Let us wait for the evidence, and hope that, this time, true justice is done.

A later blog will follow on a possible solution to these types of emotionally charged cases: The "Professional Jury."

Posted On: May 2, 2008

Lincoln, Massachusetts High School Murder Case: Goal Should Be Justice, Not Vengeance

In my previous entry on this case, I made the point that when a jury returns a verdict that a defendant is found to be "Not Guilty By Reason Of Insanity", that defendant is not released to the public, but is incarcerated in a state correctional facility for the criminally insane. When trying a case like this, the end purpose of justice should not be revenge. It should be two-fold: 1) Protecting the public from such a dangerous person, and 2) Treating that person. When sane defendants kill, and they are not legally determined to be "mentally ill," they should be punished. That means locked up, and the rest of us made safe from them. Aside from "punishment", many would say that is "vengeance.". I think that is true.

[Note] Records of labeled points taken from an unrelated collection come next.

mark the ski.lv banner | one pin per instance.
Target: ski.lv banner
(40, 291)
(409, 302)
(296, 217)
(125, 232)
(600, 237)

But if this young boy in fact was prevented from controlling his thoughts or actions due to a medical condition, then justice is not served through vengeance. It would not be served by throwing him into the general population of a state prison - a hell few who have not seen such can understand.

I made this argument to friends of mine in the John Salvi case here in Massachusetts,12 years ago. (That case involved a man who went on a shooting spree at two abortion clinics in the Boston area, killing two women, while claiming that "Saint Paul and other saints" told him to "punish the wicked"). Prosecutors charged Salvi with First Degree Murder. Evidence in the case made clear that Salvi had suffered from schizophrenia since he was approximately 17 (he was in his mid-20's at the time of the crime). He lived secluded alone in a trash-strewn, filth-ridden apartment - the equivalent of a garbage dump - the walls filled with his own written rantings on religion, and quotes from scripture about "sinners." Witness after witness in his trial testified on the stand to observing years of his mental instability, his deranged behavior, and his non-sensical religious rantings. These witness included parishioners at a church who, recently before these murders, witnessed Salvi charge the altar, take over the lectern from a priest giving a sermon, and rant non-sensically about abortion and "sinners." At that incident, Salvi was carried out of the church forcibly, legs and hands flailing. At his murder trial for the abortion killings, his defense lawyer produced expert psychiatrists in the field of schizophrenia, who testified unequivocally that Salvi was mentally ill, and that he lacked the necessary mental capacity to understand the criminal nature of his acts, and that he lacked the mental capacity to conform his actions to the rule of law.

By contrast, the prosecution produced just one "expert" witness - shockingly, not even a psychiatrist, but a PhD in Education, who disputed the assertion that Salvi was mentally ill.

Legally, this was about as easy a call as a jury could get on the evidence. Notwithstanding, you'd be surprised at the number of people who argued "He should hang from the rafters."